My quick notes about the place – 


- The impoverishment of the area strikes you. There were only about a dozen people who had an average physique. Almost all the women were poorly built and nourished. 


- There is a high incidence of hypertension. We calculated about 40 newly detected patients with high blood pressure in the crowd of about 400.



- There is a high incidence of cataracts. The fact that the elderly are quite disabled by cataract is comfortably ignored. Very few families were bothered about it. The attitude was that they are old anyway and therefore there is hardly a need to worry about their sight. They only want some medicine to be put and we found it difficult to convince the families that these elderly would benefit from a simple surgery. And we were doing it free.
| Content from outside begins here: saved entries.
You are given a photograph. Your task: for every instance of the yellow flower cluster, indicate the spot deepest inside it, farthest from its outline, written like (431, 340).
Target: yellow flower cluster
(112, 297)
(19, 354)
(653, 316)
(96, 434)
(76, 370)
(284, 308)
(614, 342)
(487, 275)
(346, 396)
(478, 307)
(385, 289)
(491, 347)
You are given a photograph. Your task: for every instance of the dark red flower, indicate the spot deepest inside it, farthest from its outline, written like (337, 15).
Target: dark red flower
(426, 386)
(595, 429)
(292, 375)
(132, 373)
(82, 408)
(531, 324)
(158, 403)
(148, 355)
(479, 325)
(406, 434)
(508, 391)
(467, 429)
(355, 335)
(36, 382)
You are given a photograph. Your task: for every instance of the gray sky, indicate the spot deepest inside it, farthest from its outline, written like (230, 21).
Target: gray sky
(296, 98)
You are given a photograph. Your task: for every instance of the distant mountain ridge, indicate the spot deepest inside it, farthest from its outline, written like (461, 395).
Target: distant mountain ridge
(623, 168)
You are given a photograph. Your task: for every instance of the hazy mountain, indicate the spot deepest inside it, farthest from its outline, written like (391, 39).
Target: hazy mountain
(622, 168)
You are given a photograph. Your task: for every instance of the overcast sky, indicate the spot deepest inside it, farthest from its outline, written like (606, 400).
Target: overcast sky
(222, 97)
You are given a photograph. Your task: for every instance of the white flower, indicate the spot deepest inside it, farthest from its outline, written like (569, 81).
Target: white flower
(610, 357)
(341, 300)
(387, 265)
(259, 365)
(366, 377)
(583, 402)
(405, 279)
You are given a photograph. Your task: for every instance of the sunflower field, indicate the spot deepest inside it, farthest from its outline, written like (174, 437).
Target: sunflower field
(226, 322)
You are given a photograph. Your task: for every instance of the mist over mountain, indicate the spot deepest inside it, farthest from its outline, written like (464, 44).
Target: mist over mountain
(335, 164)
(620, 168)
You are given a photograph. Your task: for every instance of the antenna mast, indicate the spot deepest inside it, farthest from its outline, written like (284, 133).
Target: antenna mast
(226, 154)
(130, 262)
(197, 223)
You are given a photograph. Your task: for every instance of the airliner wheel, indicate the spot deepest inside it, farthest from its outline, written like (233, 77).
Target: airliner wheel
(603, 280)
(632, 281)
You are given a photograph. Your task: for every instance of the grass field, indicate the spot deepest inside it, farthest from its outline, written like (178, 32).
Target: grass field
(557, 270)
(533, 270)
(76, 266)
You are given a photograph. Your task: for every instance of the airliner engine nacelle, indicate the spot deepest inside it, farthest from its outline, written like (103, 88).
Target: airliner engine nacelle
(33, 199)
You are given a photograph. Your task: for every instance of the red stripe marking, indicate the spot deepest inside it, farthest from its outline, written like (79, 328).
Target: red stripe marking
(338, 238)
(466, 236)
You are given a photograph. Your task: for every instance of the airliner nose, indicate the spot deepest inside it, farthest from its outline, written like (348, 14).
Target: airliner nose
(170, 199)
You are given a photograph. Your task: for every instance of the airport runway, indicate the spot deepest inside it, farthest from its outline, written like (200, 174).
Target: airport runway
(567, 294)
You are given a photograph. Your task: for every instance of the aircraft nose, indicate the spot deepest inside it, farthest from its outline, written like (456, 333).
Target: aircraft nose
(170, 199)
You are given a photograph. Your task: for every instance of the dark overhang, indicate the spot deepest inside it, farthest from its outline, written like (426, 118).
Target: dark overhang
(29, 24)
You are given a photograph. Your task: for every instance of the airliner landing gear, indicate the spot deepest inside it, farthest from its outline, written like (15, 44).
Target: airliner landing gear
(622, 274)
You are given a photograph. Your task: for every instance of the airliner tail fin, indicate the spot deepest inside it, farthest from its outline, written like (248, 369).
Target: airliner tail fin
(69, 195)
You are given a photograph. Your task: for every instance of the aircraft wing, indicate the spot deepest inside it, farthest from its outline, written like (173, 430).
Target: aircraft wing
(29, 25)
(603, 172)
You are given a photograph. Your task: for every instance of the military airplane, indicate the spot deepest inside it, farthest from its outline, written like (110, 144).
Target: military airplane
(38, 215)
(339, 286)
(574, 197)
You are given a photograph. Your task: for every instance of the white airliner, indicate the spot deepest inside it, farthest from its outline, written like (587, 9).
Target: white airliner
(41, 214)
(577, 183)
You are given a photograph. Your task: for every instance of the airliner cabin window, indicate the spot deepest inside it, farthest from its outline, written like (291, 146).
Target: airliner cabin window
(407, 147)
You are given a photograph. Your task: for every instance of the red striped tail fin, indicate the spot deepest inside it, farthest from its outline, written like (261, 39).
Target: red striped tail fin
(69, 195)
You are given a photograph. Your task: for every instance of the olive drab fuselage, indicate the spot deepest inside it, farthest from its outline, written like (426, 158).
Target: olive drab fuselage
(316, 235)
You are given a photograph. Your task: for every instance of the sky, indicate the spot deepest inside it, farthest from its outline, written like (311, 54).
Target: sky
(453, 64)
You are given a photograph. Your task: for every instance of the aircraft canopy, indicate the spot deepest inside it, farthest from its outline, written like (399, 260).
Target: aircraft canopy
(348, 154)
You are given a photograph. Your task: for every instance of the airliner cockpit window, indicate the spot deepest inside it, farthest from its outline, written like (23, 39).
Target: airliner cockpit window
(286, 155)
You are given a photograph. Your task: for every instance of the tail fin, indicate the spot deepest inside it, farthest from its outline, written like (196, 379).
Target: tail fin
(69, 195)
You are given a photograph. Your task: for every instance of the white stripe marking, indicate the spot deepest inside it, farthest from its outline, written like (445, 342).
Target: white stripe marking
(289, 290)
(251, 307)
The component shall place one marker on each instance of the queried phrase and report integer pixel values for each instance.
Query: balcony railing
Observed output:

Of the 40 odd patients whom we referred, only one turned up for free surgery.


- Another striking aspect which was also seen in camps we did earlier was the high incidence of corneal opacities in the young. Most of them were secondary to trivial injuries to the eye.



Of the above, the most worrying . . . the relatively high incidence of hypertension in rural communities. With the amount of follow up that non-communicable diseases such as hypertension warrant, they could spell the death knell for quite a lot of our agrarian populations.


The quite a few number of strokes we get in NJH is good enough proof.
 
I wonder how serious we are about the morbidity and mortality that non-communicable diseases can do to agriculture economies . . .

Tuesday, August 13, 2013

Geriatric Care . . . cont'd

The elderly lady sitting in front of me in the medical camp couple of days back in a village near Panki was the epitome of all what stood for geriatric care in rural India.

The rugged creases on her face and forehead would have been the delight of any professional photographer. She had such an artistic expression of the ruggedness of the countryside.

Then I looked carefully into her face. Both her eyes were glazed, caused by hypermature cataracts. I wondered how long she has been blind. I looked more carefully. In addition to the cataracts, she had pterygium in both her eyes.

Then I noticed that she was feeling her surroundings with her hands. I was having the glass of 
Sprite which was on table while she was helped to the patient’s chair by one of the volunteers.

As I helped her hands on to the table, I was horrified to see that both her hands were stiff from the shoulder down. The elbows were bent and fixed at an obtuse angle. The muscles had obviously wasted away. I asked her about her hands. Small pox . . . that was the answer.

The best thing I could do was to help her out with her cataract. However, the volunteers told me that she had come alone. They could not trace anybody who knew her. Tracing her home could take some time as people from more than 50 villages had come for this medical camp.

I wrote on her case sheet. - Bilateral cataract. However, no relatives to help with decision.

I gave her some multivitamins. And, a dosage of deworming medicine.

She got up to take leave. She wanted to know if she got some medicine. I told her I have written some. She was happy. She gave me a toothless smile . . . very similar to the one that a baby gives you when you give her a cuddle.

And as she stood up, I was horrified to find out that she was bent over. She had  a very bad spinal gibbus. It needed quite an effort from her to change her position. 

I once again asked the volunteer to ask her about her relatives. She had overheard me. She waved her hand and told me that nobody bothers about her. So, there was no point in asking that.

A very simple condition like a cataract was a major challenge for her. We were ready to treat her, provided she had someone to take care of her during the peri-operative period.

The sad state of our society where the elderly find themselves at the margins with nobody to turn to for help says quite a lot. 

(The snap used in the post is not that of the lady mentioned in this post. This has been googled.)